Machine Learning with Python Professional Training
Basic Data Mining Sessions
Course Descriptions and Videos
Introduction to Data Mining
Module 1. Introduction to the Course and Introduction to Data Mining
The learning outcomes of this module are:
- Describe the difference between analytics and analysis and identify viable and profitable business problems for data analytics.
- Apply knowledge of the different application areas of analytics to develop analytics approaches more effectively in the organization.
- Identify common challenges facing the use of analytics to overcome such challenges in data mining projects.
- Understand when to apply descriptive, predictive, or prescriptive analytics
Introduction to Predictive Modeling
Module 2. Introduction to Data Mining (continue) and Introduction to Predictive Modeling
Describe the evolution of data mining and the power and applicability of contemporary data mining approaches to organizational business problems.
- Utilize knowledge of the most common data mining application areas to select appropriate data mining tools, techniques, and methodologies for various projects.
- Apply knowledge from various disciplines to handle data analytics tasks more effectively.
- Understand and use the patterns that data mining can discover e.g., associations, classifications, and clustering, and use them more effectively.
- Avoid common traps in data mining.
The Data Mining Process (CRISP-DM)
Module 3. The Data Mining Process, in particular, CRISP-DM
Use the Cross-Industry Standard Process for Data Mining (CRISP-DM) methodology to carry out data mining projects. The six phases in CRISP-DM are: business understanding, data understanding, data preparation, modeling, evaluation, and deployment.
Supervised Segmentation, example Decision Tree
Module 4. Supervised Segmentation, example Decision Tree
This module delves into one of the main topics of data mining: predictive modeling. We will begin by thinking of predictive modeling as supervised segmentation—how can we segment the population into groups that differ from each other with respect to some quantity of interest. In particular, how can we segment the population with respect to something that we would like to predict or estimate. The target of this prediction can be something we would like to avoid, such as which customers are likely to leave the company when their contracts expire, which accounts have been defrauded, which potential customers are likely not to pay off their account balances (write-offs, such as defaulting on one’s phone bill or credit card balance), or which web pages contain objectionable content. The target might instead be cast in a positive light, such as which consumers are most likely to respond to an advertisement or special offer, or which web pages are most appropriate for a search query.

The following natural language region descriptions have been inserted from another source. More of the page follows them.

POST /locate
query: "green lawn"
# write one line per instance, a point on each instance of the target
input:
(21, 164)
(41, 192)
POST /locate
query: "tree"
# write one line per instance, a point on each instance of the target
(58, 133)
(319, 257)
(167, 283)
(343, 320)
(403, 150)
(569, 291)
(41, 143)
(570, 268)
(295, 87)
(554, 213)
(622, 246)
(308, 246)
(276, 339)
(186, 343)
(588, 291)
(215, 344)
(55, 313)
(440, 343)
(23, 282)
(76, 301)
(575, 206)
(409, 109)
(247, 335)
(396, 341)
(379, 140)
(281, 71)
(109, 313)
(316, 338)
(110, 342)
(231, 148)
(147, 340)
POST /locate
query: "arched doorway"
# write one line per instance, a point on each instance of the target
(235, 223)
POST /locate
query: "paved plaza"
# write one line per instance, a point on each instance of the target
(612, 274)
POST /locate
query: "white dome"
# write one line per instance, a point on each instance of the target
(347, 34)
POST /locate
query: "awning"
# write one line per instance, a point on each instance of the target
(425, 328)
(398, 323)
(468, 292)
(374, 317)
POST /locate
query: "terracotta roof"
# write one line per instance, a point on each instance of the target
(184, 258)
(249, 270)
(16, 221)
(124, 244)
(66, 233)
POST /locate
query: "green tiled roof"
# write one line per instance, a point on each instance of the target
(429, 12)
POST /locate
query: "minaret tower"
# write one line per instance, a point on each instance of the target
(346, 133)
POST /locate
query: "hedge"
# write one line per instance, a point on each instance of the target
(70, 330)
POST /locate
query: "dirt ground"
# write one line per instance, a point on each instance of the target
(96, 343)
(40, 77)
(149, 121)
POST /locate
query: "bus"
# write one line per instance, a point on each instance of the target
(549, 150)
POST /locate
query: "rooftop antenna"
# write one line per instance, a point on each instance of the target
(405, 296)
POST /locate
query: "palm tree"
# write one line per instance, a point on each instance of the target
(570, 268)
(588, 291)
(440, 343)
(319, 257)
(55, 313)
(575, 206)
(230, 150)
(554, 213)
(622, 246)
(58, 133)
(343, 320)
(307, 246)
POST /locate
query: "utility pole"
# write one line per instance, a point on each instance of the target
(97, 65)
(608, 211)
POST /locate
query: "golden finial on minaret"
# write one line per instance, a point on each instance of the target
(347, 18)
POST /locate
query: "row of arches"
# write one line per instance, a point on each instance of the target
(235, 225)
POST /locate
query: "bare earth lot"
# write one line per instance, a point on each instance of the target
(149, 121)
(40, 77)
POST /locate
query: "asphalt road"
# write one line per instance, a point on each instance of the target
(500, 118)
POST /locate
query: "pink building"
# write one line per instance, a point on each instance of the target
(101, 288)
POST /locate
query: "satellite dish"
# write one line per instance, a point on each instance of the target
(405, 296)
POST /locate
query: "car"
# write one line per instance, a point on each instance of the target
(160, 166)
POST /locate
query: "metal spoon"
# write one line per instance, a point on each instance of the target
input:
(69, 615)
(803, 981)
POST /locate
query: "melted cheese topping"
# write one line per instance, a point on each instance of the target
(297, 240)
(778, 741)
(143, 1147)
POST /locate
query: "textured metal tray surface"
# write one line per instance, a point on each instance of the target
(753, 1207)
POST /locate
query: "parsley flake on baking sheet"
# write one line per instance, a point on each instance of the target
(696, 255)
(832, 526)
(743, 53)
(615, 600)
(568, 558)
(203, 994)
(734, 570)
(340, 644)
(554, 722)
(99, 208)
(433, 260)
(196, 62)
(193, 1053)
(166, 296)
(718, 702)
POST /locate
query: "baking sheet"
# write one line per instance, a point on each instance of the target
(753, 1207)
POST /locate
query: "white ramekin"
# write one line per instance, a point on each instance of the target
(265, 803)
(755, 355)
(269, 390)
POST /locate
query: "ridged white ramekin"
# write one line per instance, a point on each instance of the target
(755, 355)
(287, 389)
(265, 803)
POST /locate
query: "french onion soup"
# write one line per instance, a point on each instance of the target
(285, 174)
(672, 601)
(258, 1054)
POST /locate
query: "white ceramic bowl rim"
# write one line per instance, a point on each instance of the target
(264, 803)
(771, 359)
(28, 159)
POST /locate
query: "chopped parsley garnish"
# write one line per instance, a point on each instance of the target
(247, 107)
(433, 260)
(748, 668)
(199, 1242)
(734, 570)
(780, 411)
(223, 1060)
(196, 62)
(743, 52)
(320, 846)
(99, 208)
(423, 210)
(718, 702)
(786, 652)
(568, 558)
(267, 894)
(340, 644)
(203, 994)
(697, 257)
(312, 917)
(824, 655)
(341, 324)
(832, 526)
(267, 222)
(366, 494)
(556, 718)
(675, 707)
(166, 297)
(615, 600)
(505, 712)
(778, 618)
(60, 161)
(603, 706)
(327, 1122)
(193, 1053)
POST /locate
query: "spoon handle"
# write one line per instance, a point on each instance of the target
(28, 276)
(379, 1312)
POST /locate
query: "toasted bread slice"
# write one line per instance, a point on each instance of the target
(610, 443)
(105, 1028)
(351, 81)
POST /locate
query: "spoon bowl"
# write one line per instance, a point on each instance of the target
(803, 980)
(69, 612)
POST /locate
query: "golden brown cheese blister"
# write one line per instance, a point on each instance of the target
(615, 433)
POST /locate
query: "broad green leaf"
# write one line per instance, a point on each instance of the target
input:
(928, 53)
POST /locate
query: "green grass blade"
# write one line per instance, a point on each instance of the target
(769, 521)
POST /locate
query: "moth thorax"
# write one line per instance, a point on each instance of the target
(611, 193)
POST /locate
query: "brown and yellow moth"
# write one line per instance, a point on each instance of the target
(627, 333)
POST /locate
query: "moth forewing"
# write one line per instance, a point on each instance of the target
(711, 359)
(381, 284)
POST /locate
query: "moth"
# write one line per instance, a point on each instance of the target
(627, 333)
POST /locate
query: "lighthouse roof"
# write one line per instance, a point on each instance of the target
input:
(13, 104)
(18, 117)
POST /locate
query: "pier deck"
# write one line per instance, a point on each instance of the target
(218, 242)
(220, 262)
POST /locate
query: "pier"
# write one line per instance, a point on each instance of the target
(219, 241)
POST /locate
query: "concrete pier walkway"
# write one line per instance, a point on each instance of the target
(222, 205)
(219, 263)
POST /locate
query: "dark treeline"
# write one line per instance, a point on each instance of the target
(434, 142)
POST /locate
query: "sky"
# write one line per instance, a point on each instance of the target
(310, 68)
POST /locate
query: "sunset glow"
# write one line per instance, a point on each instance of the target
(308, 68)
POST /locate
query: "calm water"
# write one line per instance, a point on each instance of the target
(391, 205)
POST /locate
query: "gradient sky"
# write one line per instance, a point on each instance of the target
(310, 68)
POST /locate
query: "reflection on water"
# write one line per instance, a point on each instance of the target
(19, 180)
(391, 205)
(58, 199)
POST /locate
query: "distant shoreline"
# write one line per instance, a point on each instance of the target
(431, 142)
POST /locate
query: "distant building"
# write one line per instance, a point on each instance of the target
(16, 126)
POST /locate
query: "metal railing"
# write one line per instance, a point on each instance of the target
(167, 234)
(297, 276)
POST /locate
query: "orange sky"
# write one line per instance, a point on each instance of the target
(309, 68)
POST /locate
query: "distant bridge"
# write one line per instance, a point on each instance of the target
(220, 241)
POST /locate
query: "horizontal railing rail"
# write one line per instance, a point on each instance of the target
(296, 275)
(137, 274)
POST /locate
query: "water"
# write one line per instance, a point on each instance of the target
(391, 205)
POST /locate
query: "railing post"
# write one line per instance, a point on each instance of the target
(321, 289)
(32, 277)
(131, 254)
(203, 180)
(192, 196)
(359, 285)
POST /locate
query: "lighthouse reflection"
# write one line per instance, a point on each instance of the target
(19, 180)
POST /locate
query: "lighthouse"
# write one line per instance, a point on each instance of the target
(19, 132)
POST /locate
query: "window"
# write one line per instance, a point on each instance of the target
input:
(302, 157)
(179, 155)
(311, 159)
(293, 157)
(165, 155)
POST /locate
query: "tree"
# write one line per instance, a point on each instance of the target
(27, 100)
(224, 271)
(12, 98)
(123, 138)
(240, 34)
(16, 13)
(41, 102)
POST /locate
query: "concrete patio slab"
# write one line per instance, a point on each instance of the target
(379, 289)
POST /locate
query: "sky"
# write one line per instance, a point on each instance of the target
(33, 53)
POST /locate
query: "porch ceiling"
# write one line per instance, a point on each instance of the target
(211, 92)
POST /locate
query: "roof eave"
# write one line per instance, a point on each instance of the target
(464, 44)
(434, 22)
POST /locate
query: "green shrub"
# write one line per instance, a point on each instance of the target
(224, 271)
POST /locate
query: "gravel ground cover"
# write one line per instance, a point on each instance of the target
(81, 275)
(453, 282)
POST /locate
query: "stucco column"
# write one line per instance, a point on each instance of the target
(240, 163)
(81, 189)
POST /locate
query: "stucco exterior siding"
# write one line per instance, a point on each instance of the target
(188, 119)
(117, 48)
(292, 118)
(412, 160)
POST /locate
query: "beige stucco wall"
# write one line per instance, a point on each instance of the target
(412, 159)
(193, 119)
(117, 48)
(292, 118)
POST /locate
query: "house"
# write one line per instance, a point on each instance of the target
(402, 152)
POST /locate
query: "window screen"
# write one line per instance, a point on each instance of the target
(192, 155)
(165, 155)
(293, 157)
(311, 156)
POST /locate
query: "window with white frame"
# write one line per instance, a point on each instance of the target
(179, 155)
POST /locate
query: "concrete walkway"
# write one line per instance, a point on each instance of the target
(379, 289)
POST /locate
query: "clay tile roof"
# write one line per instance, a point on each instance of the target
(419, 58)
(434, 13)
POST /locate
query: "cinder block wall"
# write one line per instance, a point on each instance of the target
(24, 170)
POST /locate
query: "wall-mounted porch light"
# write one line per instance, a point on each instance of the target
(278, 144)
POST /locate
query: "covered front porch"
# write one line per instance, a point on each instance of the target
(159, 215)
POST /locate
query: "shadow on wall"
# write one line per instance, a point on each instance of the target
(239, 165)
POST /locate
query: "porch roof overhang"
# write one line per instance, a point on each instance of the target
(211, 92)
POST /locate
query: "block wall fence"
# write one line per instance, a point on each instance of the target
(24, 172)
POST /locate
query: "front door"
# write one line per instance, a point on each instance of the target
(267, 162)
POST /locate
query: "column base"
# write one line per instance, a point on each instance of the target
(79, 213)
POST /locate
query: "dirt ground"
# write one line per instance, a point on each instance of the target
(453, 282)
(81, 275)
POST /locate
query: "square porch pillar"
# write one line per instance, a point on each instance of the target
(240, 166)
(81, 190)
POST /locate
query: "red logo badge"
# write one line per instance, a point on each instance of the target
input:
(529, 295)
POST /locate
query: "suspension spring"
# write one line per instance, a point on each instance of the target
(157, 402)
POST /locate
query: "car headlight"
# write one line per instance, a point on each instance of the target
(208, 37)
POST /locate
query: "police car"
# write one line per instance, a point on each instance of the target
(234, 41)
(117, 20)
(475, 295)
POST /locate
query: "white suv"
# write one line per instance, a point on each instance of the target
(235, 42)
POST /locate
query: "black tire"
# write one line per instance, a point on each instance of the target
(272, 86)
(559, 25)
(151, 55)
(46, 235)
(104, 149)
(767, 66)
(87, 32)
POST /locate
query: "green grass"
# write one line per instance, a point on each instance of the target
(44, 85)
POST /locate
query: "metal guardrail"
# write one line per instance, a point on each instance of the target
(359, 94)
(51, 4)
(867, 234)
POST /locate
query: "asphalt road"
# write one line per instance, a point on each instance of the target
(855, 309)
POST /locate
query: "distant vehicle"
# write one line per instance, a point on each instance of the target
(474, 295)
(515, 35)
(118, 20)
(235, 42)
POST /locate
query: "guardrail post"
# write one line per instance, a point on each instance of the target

Module 5. Discriminant Functions
This module specifies the structure of the model with certain numeric parameters left unspecified. Then the data mining calculates the best parameter values given a particular set of training data. A very common case is where the structure of the model is a parameterized mathematical function or equation of a set of numeric attributes. The attributes used in the model could be chosen based on domain knowledge regarding which attributes ought to be informative in predicting the target variable, or they could be chosen based on other data mining techniques, such as the attribute selection procedures. The data miner specifies the form of the model and the attributes; the goal of the data mining is to tune the parameters so that the model fits the data as well as possible. This general approach is called parameter learning or parametric modeling.
Model Performance Analysis
Module 6. Model Performance Analysis
One of the most important fundamental notions of data science is that of overfitting and generalization. If we allow ourselves enough flexibility in searching for patterns in a particular dataset, we will find patterns. Unfortunately, these “patterns” may be just chance occurrences in the data. As discussed previously, we are interested in patterns that generalize—that predict well for instances that we have not yet observed. Finding chance occurrences in data that look like interesting patterns, but which do not generalize, is called overfitting the data.
Model Performance Evaluation Metrics
Module 7. Model Performance Evaluation Metrics
What is a good model? For data science to add value to an application, it is important for the data scientists and other stakeholders to consider carefully what they would like to achieve by mining data. Both data scientists themselves and the people who work with them often avoid—perhaps without even realizing it—connecting the results of mining data back to the goal of the undertaking. This may manifest itself in the reporting of a statistic without a clear understanding of why it is the right statistic, or in the failure to figure out how to measure performance in a meaningful way.
Often it is not possible to perfectly measure one’s goal, for example because the systems are inadequate, or because it is too costly to gather the right data, or because it is difficult to assess causality. So, we might conclude that we need to measure some surrogate for what we would really like to measure. It is nonetheless crucial to think carefully about what we would really like to measure. If we must choose a surrogate, we should do it via careful, data-analytic thinking.